Re: "First come, first serve" instead of "served"

DavidTuggy wrote:

Does “using as an idiom” mean to you “using totally unanalyzed”? I think that idea is quite untenable.

I use the word “idiom” in the sense of a phrase the meaning of which cannot be deduced just from analyzing the meanings of the component words; in a way, it’s synergistic. Its meaning must be learned as a whole rather than deduced from the component words. Ex: “give me a hand”, “I laughed my head off”, “raining cats and dogs”, “see the light”. (I’m not sure what you mean by “using totally unanalyzed”. I hope my answer is helpful.) To me, “first come, first served” is not an idiom in that sense because someone who’s never seen it can figure out the meaning by analyzing the meanings of the component words in light of how they’re put together, without recourse to other info (not even contextual clues). OTOH, “first come, first serve” isn’t likely to be interpreted accurately just by analyzing the component words; understanding the intended meaning requires contextual clues and/or the recipient’s recognizing it as a variation of “first come, first served”.

btw, do things like “soft-serve ice-cream” give a precedent for using “serve” to mean “served”?

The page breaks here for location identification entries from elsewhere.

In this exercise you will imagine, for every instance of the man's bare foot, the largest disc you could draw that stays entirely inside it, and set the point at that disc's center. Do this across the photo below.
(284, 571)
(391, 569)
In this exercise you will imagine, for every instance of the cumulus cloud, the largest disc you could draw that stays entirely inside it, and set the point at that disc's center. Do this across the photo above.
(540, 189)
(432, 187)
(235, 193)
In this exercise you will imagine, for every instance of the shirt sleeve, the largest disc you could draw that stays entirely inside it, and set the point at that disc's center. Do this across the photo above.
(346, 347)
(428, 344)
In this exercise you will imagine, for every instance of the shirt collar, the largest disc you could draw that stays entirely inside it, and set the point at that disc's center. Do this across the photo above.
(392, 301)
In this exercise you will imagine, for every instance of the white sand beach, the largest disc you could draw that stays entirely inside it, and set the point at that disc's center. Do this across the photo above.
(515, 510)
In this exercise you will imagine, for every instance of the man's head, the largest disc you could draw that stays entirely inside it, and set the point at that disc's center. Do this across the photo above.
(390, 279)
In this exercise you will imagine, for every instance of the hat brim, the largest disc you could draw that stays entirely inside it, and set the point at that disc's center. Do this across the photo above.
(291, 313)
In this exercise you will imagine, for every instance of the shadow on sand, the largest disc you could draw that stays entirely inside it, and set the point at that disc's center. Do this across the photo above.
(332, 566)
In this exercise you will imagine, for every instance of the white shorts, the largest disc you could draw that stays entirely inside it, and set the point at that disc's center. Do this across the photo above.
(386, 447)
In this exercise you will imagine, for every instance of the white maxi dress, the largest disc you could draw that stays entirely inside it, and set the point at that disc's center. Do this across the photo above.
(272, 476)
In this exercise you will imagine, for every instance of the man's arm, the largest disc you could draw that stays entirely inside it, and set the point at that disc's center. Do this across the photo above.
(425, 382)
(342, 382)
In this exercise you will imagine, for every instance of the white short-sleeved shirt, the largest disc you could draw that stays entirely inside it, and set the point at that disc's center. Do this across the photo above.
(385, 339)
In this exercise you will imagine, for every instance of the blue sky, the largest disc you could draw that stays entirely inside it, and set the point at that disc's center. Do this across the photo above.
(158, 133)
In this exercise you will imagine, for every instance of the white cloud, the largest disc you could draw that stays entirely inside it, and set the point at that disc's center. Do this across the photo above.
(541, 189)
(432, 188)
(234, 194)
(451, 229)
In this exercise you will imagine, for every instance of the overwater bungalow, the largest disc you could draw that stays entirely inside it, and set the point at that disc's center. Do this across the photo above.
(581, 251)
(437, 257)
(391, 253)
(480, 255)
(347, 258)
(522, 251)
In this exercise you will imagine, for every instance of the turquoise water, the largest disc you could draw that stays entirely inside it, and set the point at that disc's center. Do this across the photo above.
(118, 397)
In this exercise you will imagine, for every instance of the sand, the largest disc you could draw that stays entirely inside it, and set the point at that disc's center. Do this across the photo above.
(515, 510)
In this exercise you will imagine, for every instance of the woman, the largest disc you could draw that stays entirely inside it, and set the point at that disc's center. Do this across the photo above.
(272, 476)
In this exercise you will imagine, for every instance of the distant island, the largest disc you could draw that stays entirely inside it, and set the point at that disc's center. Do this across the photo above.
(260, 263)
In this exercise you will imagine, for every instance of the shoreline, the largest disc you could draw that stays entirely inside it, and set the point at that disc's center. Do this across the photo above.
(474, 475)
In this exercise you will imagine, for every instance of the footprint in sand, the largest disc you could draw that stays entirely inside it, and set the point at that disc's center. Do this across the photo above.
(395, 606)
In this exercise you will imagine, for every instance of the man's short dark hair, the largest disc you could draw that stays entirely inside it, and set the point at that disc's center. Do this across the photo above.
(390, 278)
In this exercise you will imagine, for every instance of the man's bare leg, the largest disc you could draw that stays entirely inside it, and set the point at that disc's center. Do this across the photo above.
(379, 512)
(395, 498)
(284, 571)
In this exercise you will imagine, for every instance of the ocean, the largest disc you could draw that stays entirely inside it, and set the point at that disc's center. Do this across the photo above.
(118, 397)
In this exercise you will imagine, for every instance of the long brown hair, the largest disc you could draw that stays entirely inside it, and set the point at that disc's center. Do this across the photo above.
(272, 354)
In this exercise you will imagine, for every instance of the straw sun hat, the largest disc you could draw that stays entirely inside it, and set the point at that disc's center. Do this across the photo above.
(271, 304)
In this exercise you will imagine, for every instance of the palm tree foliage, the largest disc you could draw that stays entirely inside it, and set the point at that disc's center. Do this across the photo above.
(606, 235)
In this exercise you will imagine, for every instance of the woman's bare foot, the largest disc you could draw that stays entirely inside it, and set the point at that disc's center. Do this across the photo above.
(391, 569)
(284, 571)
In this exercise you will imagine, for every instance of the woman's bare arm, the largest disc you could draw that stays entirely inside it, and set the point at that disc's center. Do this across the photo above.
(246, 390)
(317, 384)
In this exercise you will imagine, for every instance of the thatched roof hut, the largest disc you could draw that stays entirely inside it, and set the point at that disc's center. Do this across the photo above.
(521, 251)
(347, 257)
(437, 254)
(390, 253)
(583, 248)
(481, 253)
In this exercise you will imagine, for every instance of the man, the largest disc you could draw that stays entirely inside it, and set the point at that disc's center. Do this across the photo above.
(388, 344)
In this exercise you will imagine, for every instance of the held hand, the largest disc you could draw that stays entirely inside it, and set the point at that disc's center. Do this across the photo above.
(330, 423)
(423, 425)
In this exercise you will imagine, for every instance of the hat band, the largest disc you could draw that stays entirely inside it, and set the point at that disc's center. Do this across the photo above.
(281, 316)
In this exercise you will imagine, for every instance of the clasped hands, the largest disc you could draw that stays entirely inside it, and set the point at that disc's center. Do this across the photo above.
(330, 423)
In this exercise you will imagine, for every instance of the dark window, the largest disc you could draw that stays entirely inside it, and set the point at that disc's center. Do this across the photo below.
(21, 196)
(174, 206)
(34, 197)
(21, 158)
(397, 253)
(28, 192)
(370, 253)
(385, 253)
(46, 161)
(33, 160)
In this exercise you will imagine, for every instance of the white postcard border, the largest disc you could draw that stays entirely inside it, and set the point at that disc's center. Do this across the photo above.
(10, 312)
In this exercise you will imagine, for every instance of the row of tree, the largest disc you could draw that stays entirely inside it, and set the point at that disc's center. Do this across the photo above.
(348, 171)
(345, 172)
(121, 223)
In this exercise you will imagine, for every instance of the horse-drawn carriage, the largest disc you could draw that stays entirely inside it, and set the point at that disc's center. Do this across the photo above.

I don’t think so, because the parallel structure that compels us to interpret the “first comer” as the subject, not object of the verb “serve” is absent in the “soft-serve” example. Also, “first come, first serve” is a variation on the earlier “first come, first served” (the n-gram shows ”...served” from before 1800, while ”...serve” doesn’t show up until after 1850, and is always way less common than ”...served”), while “soft-serve ice cream” is not a variation on “soft-served ice cream” (which doesn’t show up on the n-gram at all!). So the two cases aren’t analogous.